But will they take advantage of it?

PARIS – In the sidewalk cafes of Paris, people jam the tables, nursing coffee and kir. If global financial trauma has bludgeoned the French capital, it’s not obvious. But clues are there, if you look closely. Broken ticket machines and escalators in the Metro hint at deferred maintenance. On the pricey rue de Rivoli, a shop window proclaims a liquidation sale.

In Athens, 1,300 miles away, economic suffering is blatant. Whole neighborhoods are all but abandoned to squatters and riots. The Greek Orthodox Church is serving 250,000 meals a day to the hungry. Graffiti has spread like fungus.

While headlines focus on national economies, city streets are where the trauma will play out. Buses and subways break down. Potholes deepen. Police and fire service dwindles. Since 2008, the U.S. has lost half a million local government jobs. And for European cities, "the worst is yet to come," OECD senior economist Hansjörg Blöchliger told a recent Paris conference of planners, academics and urban experts convened by Johns Hopkins University’s International Urban Fellows Program. For American cities, municipal budgets will suffer until at least 2015, University of Wisconsin professor Andrew Reschovsky told the group.

Why so gloomy? The answer involves tax policy. How taxes are structured, and who has the power to levy them, profoundly influences city and metro region growth and stability.

When neighboring suburbs compete over a new Walmart, they’re probably eying sales tax revenues. Zoning that pushes up housing costs may have as much to do with property tax revenues as with fear of the poor. And when cities need state permission to raise taxes, you can get fiascoes like Atlanta’s failed regional transportation vote in July; its convoluted political structure came about in large part in order to win the Georgia legislature’s okay even to hold a vote.

In America, the 2008 financial crash and housing crisis sent many local government budgets into the tank. But many European cities are only now facing the grim reality, finance experts told the Johns Hopkins conference. And, surprisingly, some key European economists are pushing greater use of property taxes. Among potential levies – including property, income and business taxes – "property tax is the best," Blöchliger of the OECD told the group.

In general, European cities depend far more on fund-transfers from national governments, far less on property taxes. In Spain, for instance, 40 percent of local government revenue arrives from those transfers, with 15 percent from property taxes. That makes even stable European cities more vulnerable to national spending cuts as the Euro crisis continues.

In the U.S. it’s conventional wisdom that local governments rely on property taxes. That’s true some places, but economist Andrew Reschovsky tallied all revenue for large American cities and found the state is the biggest funder, contributing on average 34 percent of funds used in U.S. cities, compared with 27 percent from property taxes.

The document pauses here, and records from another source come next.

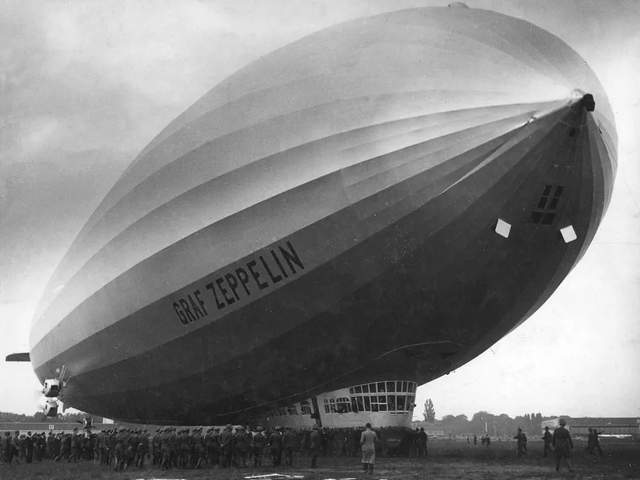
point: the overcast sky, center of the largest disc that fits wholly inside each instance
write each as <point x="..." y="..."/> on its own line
<point x="85" y="85"/>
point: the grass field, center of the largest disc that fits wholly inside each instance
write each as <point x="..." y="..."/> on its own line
<point x="447" y="460"/>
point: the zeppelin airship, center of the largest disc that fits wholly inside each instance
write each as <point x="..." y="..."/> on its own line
<point x="380" y="200"/>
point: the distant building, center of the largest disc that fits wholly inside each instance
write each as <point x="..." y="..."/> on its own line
<point x="607" y="425"/>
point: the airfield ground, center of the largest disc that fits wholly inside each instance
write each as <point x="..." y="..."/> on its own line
<point x="447" y="460"/>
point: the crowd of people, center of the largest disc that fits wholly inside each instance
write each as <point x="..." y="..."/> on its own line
<point x="170" y="447"/>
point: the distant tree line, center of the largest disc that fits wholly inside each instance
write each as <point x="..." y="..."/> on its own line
<point x="40" y="417"/>
<point x="494" y="425"/>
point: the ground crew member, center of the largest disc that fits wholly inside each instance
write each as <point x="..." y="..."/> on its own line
<point x="315" y="444"/>
<point x="275" y="447"/>
<point x="593" y="443"/>
<point x="422" y="442"/>
<point x="547" y="438"/>
<point x="241" y="442"/>
<point x="258" y="443"/>
<point x="226" y="447"/>
<point x="562" y="444"/>
<point x="289" y="443"/>
<point x="7" y="448"/>
<point x="368" y="440"/>
<point x="521" y="439"/>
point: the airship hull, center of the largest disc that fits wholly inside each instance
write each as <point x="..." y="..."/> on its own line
<point x="376" y="248"/>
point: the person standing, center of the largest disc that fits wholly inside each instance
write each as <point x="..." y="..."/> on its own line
<point x="521" y="439"/>
<point x="290" y="444"/>
<point x="562" y="444"/>
<point x="596" y="442"/>
<point x="368" y="440"/>
<point x="422" y="443"/>
<point x="315" y="444"/>
<point x="547" y="438"/>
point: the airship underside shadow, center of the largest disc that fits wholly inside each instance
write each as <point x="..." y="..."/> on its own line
<point x="415" y="298"/>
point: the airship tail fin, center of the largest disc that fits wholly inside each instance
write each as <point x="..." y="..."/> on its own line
<point x="18" y="357"/>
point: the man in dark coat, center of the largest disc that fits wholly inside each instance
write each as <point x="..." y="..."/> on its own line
<point x="547" y="438"/>
<point x="562" y="444"/>
<point x="521" y="439"/>
<point x="315" y="444"/>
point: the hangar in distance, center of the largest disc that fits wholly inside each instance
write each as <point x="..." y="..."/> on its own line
<point x="379" y="201"/>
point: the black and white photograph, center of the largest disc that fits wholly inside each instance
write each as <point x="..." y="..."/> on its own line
<point x="319" y="239"/>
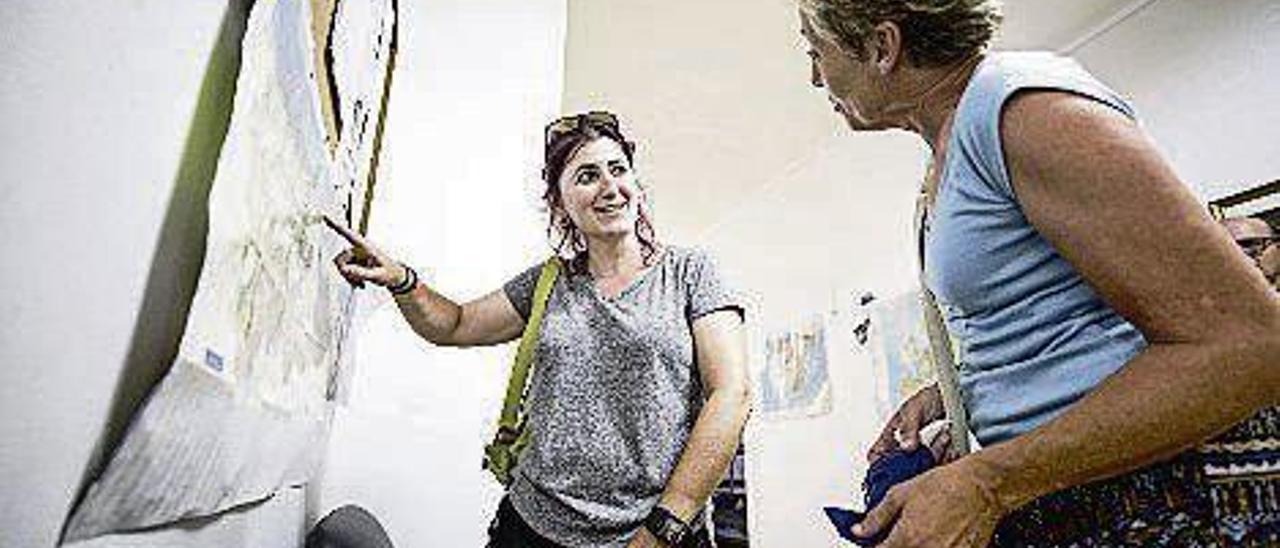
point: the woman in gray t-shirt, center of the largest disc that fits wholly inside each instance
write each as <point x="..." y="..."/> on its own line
<point x="639" y="389"/>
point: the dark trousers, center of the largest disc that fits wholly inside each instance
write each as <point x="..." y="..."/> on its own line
<point x="510" y="530"/>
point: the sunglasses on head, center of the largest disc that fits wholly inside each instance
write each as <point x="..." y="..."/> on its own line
<point x="577" y="122"/>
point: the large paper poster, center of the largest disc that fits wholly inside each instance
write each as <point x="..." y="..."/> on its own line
<point x="246" y="403"/>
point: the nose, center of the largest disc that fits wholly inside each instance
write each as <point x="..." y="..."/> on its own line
<point x="611" y="187"/>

Reschovsky, of Wisconsin’s Robert M. La Follette School of Public Affairs, says that unlike other recessions since 1973, U.S. cities are now seeing fairly dramatic declines in income from states. Also unlike other recent recessions, sales and income tax revenues – more sensitive to downturns – have been slower to revive. Typically in a downturn, property tax revenues start sinking about three years in. By then, other revenues are rising.

In Europe, as funds to cities dwindle, economists suggest turning to the less volatile, more progressive property tax, especially where property valuations and taxes are unrealistically low. The OECD’s Blöchliger said some assessed values date to the 1930s.

Earlier this year, the OECD urged Germany to hike property taxes and reduce taxes on labor. Similar reports went to Denmark, Norway, and the United Kingdom.

Is anyone listening?

A few years back, Italy scrapped them for primary homes; it just reinstated them. In Spain, Prime Minister Mariano Rajoy in July announced a reversal of some property tax breaks just reinstated last December. Ireland had scrapped its residential property tax in 1977. This year a new, 100-Euros-per-homeowner levy sent protesters into the streets.

In the U.S., that reaction is familiar. Even small property tax hikes can raise big political stinks. Just ask California politicians, who still consider 1978’s Proposition 13 a political third rail – touch it and die.

Many economists have changed their minds about the property tax, said Sandra Newman, a professor of policy studies at Johns Hopkins who directs the International Urban Fellows Program. They once saw property taxes as regressive, she said. Today, many promote them as more progressive than sales taxes, less volatile and harder to evade than income taxes. What riles people, economists say, is mainly the one large, yearly bill.

The coming years will challenge cities’ ability to collect the garbage, plow the snow, staff classrooms and keep the lights on. Whether in Europe or the U.S., local governments need more authority than most now have if they’re to build a balanced portfolio of income streams. And the political will to make this happen would not be unwelcome, either.